Надин подбежала к окну и с шумом его распахнула, желая вдоволь надышаться свежим морозным воздухом осени. Он дурманил своей чистотой. Она припала к свежести этого воздуха своими пухлыми губами, как будто целовалась с ним взасос. Шевелила ими и томно закрывала глаза, качаясь у окна. Ее брошенная тень на полу улыбалась и тихо завидовала, что была свидетелем маленького ночного счастья. Ветер ласкал тело Надин, как ласкает своими руками обезумевший мужчина от желания обладать любимой женщиной. Каждый ее изгиб, каждый сантиметр тела прекрасной розы не оставался без внимания этого распутника.

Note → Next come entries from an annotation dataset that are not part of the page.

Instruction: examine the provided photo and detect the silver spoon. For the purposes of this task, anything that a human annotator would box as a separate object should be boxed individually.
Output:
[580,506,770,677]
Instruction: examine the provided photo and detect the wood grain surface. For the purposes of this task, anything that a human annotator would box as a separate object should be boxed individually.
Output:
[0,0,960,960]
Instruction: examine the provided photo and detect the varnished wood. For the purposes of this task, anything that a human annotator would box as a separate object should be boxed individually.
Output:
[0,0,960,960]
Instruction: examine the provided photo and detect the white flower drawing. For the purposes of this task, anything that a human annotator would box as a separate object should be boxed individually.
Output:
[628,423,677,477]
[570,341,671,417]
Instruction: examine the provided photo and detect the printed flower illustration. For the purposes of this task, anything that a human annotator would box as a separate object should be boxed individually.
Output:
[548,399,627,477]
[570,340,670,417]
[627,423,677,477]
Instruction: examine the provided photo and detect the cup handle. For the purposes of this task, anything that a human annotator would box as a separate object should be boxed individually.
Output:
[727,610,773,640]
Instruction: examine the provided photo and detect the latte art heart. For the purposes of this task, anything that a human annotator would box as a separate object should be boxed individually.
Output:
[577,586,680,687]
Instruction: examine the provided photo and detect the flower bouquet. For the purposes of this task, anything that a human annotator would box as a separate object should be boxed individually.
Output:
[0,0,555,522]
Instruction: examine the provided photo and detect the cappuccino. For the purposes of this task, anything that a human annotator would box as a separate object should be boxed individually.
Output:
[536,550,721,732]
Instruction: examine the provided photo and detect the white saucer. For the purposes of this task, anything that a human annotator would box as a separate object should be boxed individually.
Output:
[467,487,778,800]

Надышавшись любовью, Надин закрыла окно и прыгнула в кровать. Уже через пару минут она уснула, а я грел ее холодные руки. И… был счастлив. Вновь.

IV

Прошло пятнадцать дней. Двое уставших мужчин пересекли порог охотничьего дома. Они были немного взвинчены, но так и бывает после разрешения каких-либо проблем.

– Рустем, как ты думаешь, девушка твоя спит?

– Кажется, да.

– Уверен?

– Да. Я слышу даже отсюда, как она сопит.

– А ты не хочешь спать?

– Не знаю. Я бы выпил. Мне кажется, что магнитные бури не дадут мне уснуть.

– А я подумал, что… Может быть, ты переживаешь смерть, – Петр впился в меня тяжелым взглядом.

– Хы. Пережить смерть невозможно, – я надменно и равнодушно усмехнулся, ответив таким же взглядом.

– Снова шутишь? Я о том молодом человеке.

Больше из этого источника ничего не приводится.